Mohon tunggu...
𝙔𝙖𝙢𝙞𝙣 𝙈𝙤𝙝𝙖𝙢𝙖𝙙
𝙔𝙖𝙢𝙞𝙣 𝙈𝙤𝙝𝙖𝙢𝙖𝙙 Mohon Tunggu... Guru - Ayah 3 anak, cucu seorang guru ngaji dan pemintal tali.

Guru SD yang "mengaku sebagai penulis". Saat kanak-kanak pernah tidak memiliki cita-cita. Hanya bisa menulis yang ringan-ringan belaka. Tangan kurus ini tidak kuat mengangkat yang berat-berat.

Selanjutnya

Tutup

Healthy Pilihan

Perut Buncit, antara Busung Lapar versus Kelebihan Lemak

20 Februari 2024   08:26 Diperbarui: 20 Februari 2024   08:36 646
+
Laporkan Konten
Laporkan Akun
Kompasiana adalah platform blog. Konten ini menjadi tanggung jawab bloger dan tidak mewakili pandangan redaksi Kompas.
Lihat foto
Ilustrasi perut buncit (sumber Unsplash/Ehimetalor Akhere via kompas.com)

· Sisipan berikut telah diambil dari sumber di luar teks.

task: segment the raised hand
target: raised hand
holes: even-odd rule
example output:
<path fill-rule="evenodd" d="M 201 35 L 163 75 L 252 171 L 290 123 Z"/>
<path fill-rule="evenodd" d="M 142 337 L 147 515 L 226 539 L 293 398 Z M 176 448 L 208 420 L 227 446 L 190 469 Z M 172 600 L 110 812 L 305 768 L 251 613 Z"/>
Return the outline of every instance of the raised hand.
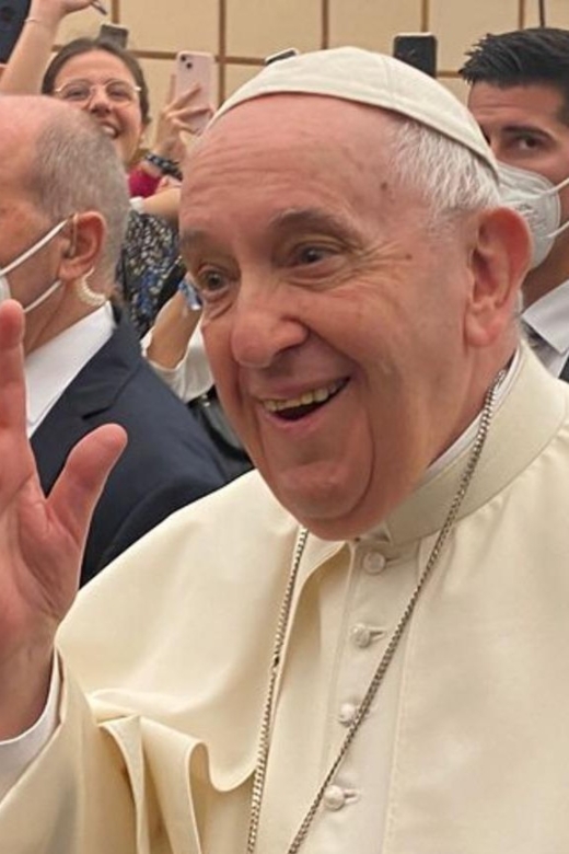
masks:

Dulu sekali, tubuh gemuk dan perut buncit dalam kesadaran orang di kampung saya kerap dihubungkan dengan tingkat kebahagiaan, kesejahteraan, dan kemakmuran seseorang. Jika seseorang memiliki penampilan tambun, kebanyakan orang akan menganggapnya sebagai orang yang hidup berkecukupan, makan terjamin, atau tidak terlalu susah untuk memenuhi kebutuhan pangannya.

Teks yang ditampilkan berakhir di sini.